Saturday, 24 October 2009

His Bonnie from over the ocean

Poor Bonnie Greer. The general, if not universal, consensus has it that the Newsnight Review regular did best in the bearpit that was Thursday's Griffin Time. I thought so (at least among the panellists: the best contributions came from the floor). Chris Huhne was quite forceful, but his attempt to portray the Liberal Democrats as uniquely tough on immigration (tougher than Labour, anyway) was deeply weird. Jack Straw was his usual mixture of oleaginous and disturbingly right wing; hearing him - after all he has done during the past twelve years - cheered to the rafters simply for not being a racist will not form one of my pleasanter memories. Sayeeda Warsi was shrill and unconvincing, and there was no sign of the Union Jack scarf we were promised. They made a dispiriting trio. If this is what reaching out to potential BNP supporters means, it would be better by far just to ignore them. If some people want to vote for fascists, let them. Nick Griffin isn't going to form the next government, or any government.

Greer played a more subtle game, treating the BNP leader, as he deserves to be treated, mainly as someone who Needs Help. Her gentle humour was a more effective weapon than Straw's ranting (Sunny Hundal does not agree, which only confirms me in my opinion) and more authentic than Huhne's impersonation of Enoch Powell. It was, she writes, part of a game plan: "There was no way that I was going to live up to any negative pictures that he would have had about me, or of any other black woman, even at the risk of looking ineffective". It may, though, have worked a little too well. Bonnie seems to have landed herself with a stalker.

It began backstage. Greer told the Standard,


"I was the last to emerge and when he saw me, he turned and smiled his greasy smile and clumsily half extended a hand.
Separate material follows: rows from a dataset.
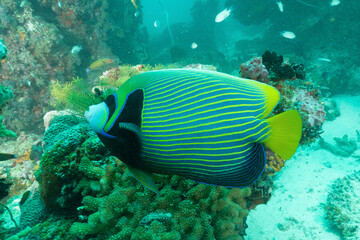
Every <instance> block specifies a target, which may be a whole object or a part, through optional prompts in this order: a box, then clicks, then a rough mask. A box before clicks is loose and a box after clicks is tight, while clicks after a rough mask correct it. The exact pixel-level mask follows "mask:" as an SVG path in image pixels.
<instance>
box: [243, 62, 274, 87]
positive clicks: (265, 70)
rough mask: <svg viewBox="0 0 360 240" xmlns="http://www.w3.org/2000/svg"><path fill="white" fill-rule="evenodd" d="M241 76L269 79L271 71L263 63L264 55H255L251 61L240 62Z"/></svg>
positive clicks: (256, 79) (249, 77) (268, 80)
I ignored it and thought to myself: what are you about? Are you forgetting I'm black? Are you forgetting you called me a black history fabricator? Are you trying to show me you aren't racist?"


And it got even worse when they were seated:

"We were seated next to each other and as we were having our microphones attached, he leaned towards me like I was his new best friend and tried to make small talk. "Bonnie, how many times have you been on?" he asked. "Bonnie, do you find it scary?" I looked him straight in the eye. "No," I replied sharply, "but you might."

According to today's Times, Griffin "repeatedly" tried to engage her in conversation. "He was trying to vibrate towards me; I was trying to edge away from him" she said. "He was like some creepy guy who bothers you in the pub". At one point during the broadcast, I noticed Griffin tapping Greer affectionately on the back and attempting to share a conspiratorial remark. When he came out with his spiel about indigenous Brits ("the skin colour is irrelevant", he maintained, by which I assume he meant that he hates Poles almost as much as he hates black people) she offered him a reading list. "Come see me at the British Museum [where she is a trustee] and I'll give you some books." Big mistake. Griffin handed her his business card - which she is now "considering putting up for sale on ebay" and afterwards described her as "a smart and charming lady". He accepted her (presumably rhetorical) offer to come up and see her museum, which she must now deeply regret. His enthusiasm would appear unrequited. She found him "dangerously narcissistic" and suggested that "in America he would have been on the David Letterman show" as an object of ridicule.

I thought it was Letterman himself who's the object of ridicule these days; but then Bonnie Greer has been in Britain for two decades and perhaps she's above such trivia. Personally, I'd like to see Griffin get the Jon Stewart treatment, though he'd also make a good candidate for Jerry Springer.

It's possible that Griffin's enthusiasm for Bonnie Greer is all a pose, of course, a cynical and doomed attempt to persuade people that he's not really racist at all, just tough on immigration and with a heart bleeding for the plight of the indigenous population. What better way than to say nice things about an inoffensive-looking American woman of colour? But perhaps, just perhaps, he really does have a crush on her. Stranger things have happened. She's an attractive woman, and he probably hasn't been in the proximity of such an intelligent person since his Cambridge days (in her most elegant stiletto-strike, Greer revealed that Nasty Nick had come away with a Desmond). She was nice to him: at least, she wasn't overtly aggressive towards him, which if you're Nick Griffin might well seem irresistibly flirtatious. The coup de foudre, indeed, might explain why a man used to mugging for the cameras seemed so uncharacteristically nervous. Who hasn't been on edge during a first date with someone they really fancied?

Being racist in general does not necessarily preclude warmer feelings towards an individual - as the mixed racial heritage of most African Americans tends to demonstrate. Perhaps, like his friend from the "non-violent" faction of the Ku Klux Klan, he fantasises about being master of a Southern plantation, with Bonnie as his favourite slave-girl. Or perhaps his fantasy is more prosaic but equally delusional, and he imagines that Greer might see past the maligned caricature conjured by the liberal-dominated media elite into the decent and sensitive soul within.

I hope Bonnie Greer is taking appropriate evasive action.